Fix handling of radio/network overruns#249
TMRh20 merged 3 commits intomasterfrom
FixAvailableLoop

Conversation

@TMRh20
Copy link
Member

@TMRh20 TMRh20 commented May 1, 2025

  • The network can get stuck in an available loop if the radio is receiving data faster than the network can process it. If this happens, the RX FIFO needs to be flushed
  • Also return NETWORK_OVERRUN when this happens
  • Add network system type 160 NETWORK_OVERRUN
  • Also return before radio.read() if payload too small

I was finally able to recreate this issue repeatedly using the following Arduino Sketch while the RPi was actively transmitting and receiving data.

#include <SPI.h>
#include <RF24.h>
#include <RF24Network.h>

RF24 radio(7, 8);  // nRF24L01(+) radio attached using Getting Started board

RF24Network network(radio);  // Network uses that radio

const uint16_t this_node = 04;   // Address of our node in Octal format
const uint16_t other_node = 00;  // Address of the other node in Octal format

const unsigned long interval = 0;  // How often (in ms) to send 'hello world' to the other unit

unsigned long last_sent;     // When did we last send?
unsigned long packets_sent;  // How many have we sent already


struct payload_t {  // Structure of our payload
  unsigned long ms;
  unsigned long counter;
};

void setup(void) {
  Serial.begin(115200);
  while (!Serial) {
    // some boards need this because of native USB capability
  }
  Serial.println(F("RF24Network/examples/helloworld_tx/"));

  if (!radio.begin()) {
    Serial.println(F("Radio hardware not responding!"));
    while (1) {
      // hold in infinite loop
    }
  }
  radio.setChannel(50);
  network.begin(/*node address*/ this_node);
  RF24NetworkHeader header(/*to node*/ other_node);
  payload_t payload = { millis(), packets_sent++ };
  network.write(header, &payload, sizeof(payload));
  radio.stopListening();
}

void loop() {

  uint8_t data[32];
  radio.write(data,sizeof(data));

}

The system type used etc can be up for debate, I just threw this fix together.

Closes nRF24/RF24#1033

- The network can get stuck in an available loop if the radio is receiving data faster than the network can process it. If this happens, the RX FIFO needs to be flushed
- Also return NETWORK_OVERRUN when this happens
- Add network system type 160 NETWORK_OVERRUN
- Also return before radio.read() if payload too small
@TMRh20
Copy link
Member Author

TMRh20 commented May 1, 2025

nrf_to_nrf lib has no flush_rx function, so the build is failing...

@TMRh20
Copy link
Member Author

TMRh20 commented May 1, 2025

Added flush_rx() to nrf_to_nrf, I'm tempted to just merge this anyway, because it may take a while to pickup on the new release for the jobs to run successfully.

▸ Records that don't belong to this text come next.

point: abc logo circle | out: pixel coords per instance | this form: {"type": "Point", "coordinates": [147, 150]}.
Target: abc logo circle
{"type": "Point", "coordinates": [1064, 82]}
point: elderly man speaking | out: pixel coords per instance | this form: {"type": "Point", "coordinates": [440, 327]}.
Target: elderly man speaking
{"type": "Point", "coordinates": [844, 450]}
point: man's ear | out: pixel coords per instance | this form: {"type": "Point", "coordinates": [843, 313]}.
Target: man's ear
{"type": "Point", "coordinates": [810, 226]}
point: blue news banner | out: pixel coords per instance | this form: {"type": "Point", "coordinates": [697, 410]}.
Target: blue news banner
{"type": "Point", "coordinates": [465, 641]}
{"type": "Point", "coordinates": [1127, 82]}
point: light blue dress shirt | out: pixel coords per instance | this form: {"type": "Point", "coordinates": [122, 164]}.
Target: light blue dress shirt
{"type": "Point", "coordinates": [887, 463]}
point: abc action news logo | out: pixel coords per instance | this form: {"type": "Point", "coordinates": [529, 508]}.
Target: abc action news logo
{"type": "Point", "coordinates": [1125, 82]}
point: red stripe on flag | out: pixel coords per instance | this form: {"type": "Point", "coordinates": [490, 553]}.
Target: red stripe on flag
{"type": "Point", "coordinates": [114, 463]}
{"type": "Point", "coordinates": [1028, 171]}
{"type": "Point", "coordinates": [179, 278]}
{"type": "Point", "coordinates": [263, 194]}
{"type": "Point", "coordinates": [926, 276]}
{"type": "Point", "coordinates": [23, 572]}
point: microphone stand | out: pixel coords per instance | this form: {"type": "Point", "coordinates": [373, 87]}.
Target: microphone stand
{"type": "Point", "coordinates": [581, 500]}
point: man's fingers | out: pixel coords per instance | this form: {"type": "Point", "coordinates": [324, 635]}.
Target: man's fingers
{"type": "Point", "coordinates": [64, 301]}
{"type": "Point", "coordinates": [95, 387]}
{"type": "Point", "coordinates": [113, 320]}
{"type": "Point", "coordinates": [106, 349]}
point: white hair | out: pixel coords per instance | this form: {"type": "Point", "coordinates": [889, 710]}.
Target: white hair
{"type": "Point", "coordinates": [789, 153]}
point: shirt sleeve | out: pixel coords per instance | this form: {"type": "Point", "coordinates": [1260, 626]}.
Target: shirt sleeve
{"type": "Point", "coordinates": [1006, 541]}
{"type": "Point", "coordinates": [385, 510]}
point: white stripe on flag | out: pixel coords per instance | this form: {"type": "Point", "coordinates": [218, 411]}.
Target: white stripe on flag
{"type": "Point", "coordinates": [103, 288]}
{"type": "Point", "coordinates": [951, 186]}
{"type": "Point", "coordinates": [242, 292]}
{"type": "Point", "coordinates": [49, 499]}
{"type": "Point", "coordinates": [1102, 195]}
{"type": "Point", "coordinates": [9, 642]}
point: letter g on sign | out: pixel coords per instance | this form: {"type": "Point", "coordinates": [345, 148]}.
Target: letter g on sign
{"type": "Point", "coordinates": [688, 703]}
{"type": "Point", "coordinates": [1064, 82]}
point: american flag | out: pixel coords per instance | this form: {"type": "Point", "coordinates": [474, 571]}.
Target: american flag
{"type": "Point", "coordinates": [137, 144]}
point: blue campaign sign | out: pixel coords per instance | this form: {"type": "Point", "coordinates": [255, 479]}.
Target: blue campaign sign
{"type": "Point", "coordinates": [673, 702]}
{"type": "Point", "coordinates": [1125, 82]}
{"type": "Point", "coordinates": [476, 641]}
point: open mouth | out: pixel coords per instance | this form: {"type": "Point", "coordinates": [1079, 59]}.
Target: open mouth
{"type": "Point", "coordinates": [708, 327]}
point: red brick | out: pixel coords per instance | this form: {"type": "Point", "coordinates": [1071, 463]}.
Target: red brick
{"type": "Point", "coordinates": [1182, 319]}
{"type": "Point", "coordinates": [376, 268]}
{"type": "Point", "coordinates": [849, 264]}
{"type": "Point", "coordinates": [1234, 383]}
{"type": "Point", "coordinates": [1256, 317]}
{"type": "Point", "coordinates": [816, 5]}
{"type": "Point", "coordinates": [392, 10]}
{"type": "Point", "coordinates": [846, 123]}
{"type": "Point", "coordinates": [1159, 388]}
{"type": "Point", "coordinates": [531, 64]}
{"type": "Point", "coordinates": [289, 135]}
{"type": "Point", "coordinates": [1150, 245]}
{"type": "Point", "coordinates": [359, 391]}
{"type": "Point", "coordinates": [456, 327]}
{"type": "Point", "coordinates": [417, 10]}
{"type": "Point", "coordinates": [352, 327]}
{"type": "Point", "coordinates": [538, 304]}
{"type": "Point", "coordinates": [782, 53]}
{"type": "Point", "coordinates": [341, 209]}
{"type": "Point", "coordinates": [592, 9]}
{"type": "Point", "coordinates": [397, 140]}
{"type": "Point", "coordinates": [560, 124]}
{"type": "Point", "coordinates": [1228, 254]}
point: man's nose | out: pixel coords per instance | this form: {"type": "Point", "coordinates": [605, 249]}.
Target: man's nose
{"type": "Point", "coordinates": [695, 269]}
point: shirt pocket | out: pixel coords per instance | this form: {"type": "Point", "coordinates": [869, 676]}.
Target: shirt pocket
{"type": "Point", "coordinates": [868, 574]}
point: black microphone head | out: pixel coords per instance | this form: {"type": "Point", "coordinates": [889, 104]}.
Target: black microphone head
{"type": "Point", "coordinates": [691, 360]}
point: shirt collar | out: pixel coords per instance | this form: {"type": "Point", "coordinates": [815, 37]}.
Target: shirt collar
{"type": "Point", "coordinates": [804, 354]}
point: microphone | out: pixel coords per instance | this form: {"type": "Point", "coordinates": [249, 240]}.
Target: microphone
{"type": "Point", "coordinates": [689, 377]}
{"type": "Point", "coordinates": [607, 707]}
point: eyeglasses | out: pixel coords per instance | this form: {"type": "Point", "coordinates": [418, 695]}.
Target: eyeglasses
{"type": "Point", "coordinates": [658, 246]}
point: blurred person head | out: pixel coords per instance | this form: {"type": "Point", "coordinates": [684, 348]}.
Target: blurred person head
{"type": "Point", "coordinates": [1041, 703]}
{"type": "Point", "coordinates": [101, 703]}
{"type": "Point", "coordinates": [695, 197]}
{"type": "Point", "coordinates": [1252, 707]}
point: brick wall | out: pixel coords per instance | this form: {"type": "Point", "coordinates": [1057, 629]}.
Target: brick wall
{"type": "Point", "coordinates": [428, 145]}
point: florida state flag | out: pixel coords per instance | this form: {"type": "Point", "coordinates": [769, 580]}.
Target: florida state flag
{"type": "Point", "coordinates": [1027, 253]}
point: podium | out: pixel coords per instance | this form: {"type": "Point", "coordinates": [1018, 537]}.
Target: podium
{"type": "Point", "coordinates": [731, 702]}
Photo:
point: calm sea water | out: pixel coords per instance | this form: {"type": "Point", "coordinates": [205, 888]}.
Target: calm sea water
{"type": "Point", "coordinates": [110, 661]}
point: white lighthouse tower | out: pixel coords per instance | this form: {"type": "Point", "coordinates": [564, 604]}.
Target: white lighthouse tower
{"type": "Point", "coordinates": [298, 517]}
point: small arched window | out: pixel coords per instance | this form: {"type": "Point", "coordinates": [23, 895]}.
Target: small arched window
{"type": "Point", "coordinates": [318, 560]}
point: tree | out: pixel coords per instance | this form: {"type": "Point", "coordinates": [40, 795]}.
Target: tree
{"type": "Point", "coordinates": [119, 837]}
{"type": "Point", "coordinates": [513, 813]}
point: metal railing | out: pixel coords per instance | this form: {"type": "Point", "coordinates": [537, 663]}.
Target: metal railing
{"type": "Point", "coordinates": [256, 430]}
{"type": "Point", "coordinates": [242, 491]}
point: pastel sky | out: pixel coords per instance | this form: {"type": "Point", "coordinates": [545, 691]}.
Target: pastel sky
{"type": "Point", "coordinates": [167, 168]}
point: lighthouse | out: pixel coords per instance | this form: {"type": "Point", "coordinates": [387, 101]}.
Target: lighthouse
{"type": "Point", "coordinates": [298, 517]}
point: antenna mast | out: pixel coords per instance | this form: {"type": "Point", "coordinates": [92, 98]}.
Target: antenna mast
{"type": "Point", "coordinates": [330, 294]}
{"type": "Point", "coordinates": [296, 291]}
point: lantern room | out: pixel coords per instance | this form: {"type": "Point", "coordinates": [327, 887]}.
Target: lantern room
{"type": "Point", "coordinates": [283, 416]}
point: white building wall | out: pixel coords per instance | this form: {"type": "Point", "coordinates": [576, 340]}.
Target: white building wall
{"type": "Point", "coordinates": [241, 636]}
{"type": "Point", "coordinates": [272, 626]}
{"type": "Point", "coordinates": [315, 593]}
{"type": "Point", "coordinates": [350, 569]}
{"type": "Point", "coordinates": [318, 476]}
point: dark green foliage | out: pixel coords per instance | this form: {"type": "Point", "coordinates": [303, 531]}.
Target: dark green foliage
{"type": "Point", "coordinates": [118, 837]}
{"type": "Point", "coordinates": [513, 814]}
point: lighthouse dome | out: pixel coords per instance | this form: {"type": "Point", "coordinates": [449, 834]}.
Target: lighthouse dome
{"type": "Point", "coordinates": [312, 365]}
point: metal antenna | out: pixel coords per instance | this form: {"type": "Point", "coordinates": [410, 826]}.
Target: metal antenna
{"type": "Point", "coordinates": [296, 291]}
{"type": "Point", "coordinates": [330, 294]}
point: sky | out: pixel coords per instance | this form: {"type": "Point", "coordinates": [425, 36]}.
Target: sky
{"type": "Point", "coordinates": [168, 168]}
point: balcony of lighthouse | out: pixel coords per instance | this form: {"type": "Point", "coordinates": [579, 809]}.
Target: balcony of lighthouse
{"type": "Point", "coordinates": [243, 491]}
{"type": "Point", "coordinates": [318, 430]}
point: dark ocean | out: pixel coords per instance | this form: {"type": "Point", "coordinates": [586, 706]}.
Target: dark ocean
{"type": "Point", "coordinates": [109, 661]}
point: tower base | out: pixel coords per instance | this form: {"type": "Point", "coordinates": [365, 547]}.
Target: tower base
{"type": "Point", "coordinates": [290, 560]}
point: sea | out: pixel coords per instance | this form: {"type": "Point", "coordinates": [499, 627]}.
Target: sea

@TMRh20 TMRh20 requested a review from 2bndy5 May 1, 2025 11:26
- Need to clear the packets from the radio even if they are shorter than RF24Network header size
@TMRh20
Copy link
Member Author

TMRh20 commented May 1, 2025

So current thoughts are that this addresses the problem, but I'm still not entirely sure why the radio would so often go into an available() loop unless there was random interference popping up. It seems to be pretty random and still a bit difficult to recreate on demand.

As per below, it seems to happen in bunches, with multiple timeouts happening in short periods of time:

pi@RPi5:~ $ tail -F failLog.txt
10
tail: failLog.txt: file truncated
13
tail: failLog.txt: file truncated
14
tail: failLog.txt: file truncated
15
tail: failLog.txt: file truncated
17
tail: failLog.txt: file truncated
19
tail: failLog.txt: file truncated
20

I also want to play around with the timeout, because 1 second seems like a long time to remain in the available function.

@2bndy5
Copy link
Member

2bndy5 commented May 1, 2025

The payload is not removed from the RX FIFO unless the entire payload's length is read(). Is it possible that getDynamicPayloadSize() returns something shorter than the actual payload length?

@2bndy5
Copy link
Member

2bndy5 commented May 1, 2025

100 milliseconds would match the timeout in RF24::write().

@TMRh20
Copy link
Member Author

TMRh20 commented May 1, 2025

Is it possible that getDynamicPayloadSize() returns something shorter than the actual payload length?

Hmm, the DPL is just an added field in the overall packet that gets sent, so it probably would be possible for this to happen. I should be able to do it with NRF52 devices on purpose. I can probably test that out later.

@2bndy5
Copy link
Member

2bndy5 commented May 1, 2025

I doubt you'd be able to with RF24 lib because payloads written to the TX FIFO are truncated to 32 bytes (or they should be). If that software limit didn't exist, then I believe it might be possible to mess up the dynamic payload size by uploading a buffer larger than 32 bytes to the TX FIFO when dynamic payloads is enabled.

@TMRh20
Copy link
Member Author

TMRh20 commented May 1, 2025

Yeah, it looks like I can't replicate that behavior with RF52 either.

100ms seems to be a good value for the timeout in testing, I think we can go with that.

Copy link
Member

@2bndy5 2bndy5 left a comment

Choose a reason for hiding this comment

The reason will be displayed to describe this comment to others. Learn more.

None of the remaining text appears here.